Alcuni dicono: la classe
differenziale serve a recuperare i ritardati. Non è vero! Solamente il 20%
degli alunni di classe differenziale viene reinserito
dopo un anno in classi normali e ben la metà dei reinseriti, dopo un altro
anno, viene bocciato e ritorna in classe differenziale.

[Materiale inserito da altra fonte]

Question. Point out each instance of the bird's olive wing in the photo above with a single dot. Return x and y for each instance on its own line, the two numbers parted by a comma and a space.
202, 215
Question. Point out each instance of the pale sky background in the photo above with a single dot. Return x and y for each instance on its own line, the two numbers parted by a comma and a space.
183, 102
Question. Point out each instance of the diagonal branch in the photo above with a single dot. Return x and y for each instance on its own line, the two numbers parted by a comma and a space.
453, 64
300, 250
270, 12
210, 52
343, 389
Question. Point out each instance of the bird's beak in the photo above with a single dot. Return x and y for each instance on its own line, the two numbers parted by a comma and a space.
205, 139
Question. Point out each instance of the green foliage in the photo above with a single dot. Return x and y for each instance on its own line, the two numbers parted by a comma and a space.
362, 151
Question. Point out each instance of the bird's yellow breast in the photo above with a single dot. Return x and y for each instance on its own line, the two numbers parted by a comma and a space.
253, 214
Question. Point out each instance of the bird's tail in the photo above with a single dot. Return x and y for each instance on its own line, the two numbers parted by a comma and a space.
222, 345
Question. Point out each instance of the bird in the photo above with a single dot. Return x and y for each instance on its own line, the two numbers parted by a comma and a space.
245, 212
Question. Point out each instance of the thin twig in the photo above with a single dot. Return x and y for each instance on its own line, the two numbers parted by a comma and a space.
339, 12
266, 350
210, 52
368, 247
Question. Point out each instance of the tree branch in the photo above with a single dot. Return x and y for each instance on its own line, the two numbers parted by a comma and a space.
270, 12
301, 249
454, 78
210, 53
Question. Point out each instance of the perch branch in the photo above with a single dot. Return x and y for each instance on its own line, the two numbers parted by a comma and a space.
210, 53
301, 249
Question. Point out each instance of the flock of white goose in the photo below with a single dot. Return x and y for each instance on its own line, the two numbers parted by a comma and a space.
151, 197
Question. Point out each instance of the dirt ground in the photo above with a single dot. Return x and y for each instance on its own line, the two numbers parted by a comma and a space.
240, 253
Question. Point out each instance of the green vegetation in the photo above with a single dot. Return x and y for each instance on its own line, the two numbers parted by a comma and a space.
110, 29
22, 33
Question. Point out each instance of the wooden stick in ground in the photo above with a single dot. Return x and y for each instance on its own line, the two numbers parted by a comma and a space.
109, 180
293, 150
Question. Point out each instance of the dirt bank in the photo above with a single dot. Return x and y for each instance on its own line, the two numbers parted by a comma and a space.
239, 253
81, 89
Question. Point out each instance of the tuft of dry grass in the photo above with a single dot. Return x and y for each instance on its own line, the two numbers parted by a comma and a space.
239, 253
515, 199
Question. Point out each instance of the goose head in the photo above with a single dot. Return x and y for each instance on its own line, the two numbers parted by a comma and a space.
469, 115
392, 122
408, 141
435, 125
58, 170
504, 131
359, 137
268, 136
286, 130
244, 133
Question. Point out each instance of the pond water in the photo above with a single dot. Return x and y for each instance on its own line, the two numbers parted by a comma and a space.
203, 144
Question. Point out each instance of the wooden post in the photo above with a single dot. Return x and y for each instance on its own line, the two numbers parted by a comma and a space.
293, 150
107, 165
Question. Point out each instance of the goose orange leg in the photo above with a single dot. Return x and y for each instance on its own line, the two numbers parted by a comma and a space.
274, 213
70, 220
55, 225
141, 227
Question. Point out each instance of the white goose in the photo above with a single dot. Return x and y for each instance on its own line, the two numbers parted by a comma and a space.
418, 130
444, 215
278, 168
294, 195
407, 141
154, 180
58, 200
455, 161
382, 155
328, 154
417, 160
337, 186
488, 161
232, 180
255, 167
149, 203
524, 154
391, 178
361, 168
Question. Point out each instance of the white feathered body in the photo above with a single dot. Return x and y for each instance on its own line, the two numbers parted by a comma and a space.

È evidente ancor più che non è il
recupero che interessa.
Se un bambino ha difficoltà di
rendimento o è malato, ha bisogno che tutte le sue capacità possano
svilupparsi: toglierlo dai compagni vuol dire impedirgli di guarire, vuol dire
convincerlo che è diverso dagli altri, che è
inferiore, che è uno zuccone, un cretino, e nella vita non combinerà mai
niente.
Istituti
Molti istituti per minori sono
luoghi di esclusione. Un altro modo di escludere i
figli delle famiglie disagiate dall'ambiente normale è di rinchiuderli in
istituti. Infatti le amministrazioni pubbliche, con
una vecchia politica, preferiscono pagare rette anche forti ad istituti
piuttosto di aiutare con un'assistenza piena le famiglie e creare una
assistenza a tutta la comunità scolastica, in modo da reinserire nelle
famiglie i bambini e non costringerle a richiedere l'invio del proprio figlio
in collegio nella speranza che venga nutrito, vestito e impari un mestiere.
(1) Per il significato
di norma rimandiamo al Dizionario sociale della psichiatria di
F. Basaglia: «Si tratta di
un insieme di valori relativi che si traducono in norme che sanciscono il
sistema di valori della classe dominante, quindi il privilegio della classe che stabilisce i limiti di norma rispetto all'altra
che li subisce» (n.d.r.).
(2) Da notare che le équipes ricevono per questo lavoro di dirottamento dalle
325 alle 350 mila lire per classe. Se consentono con
la loro assistenza a non «dirottare», neanche una lira.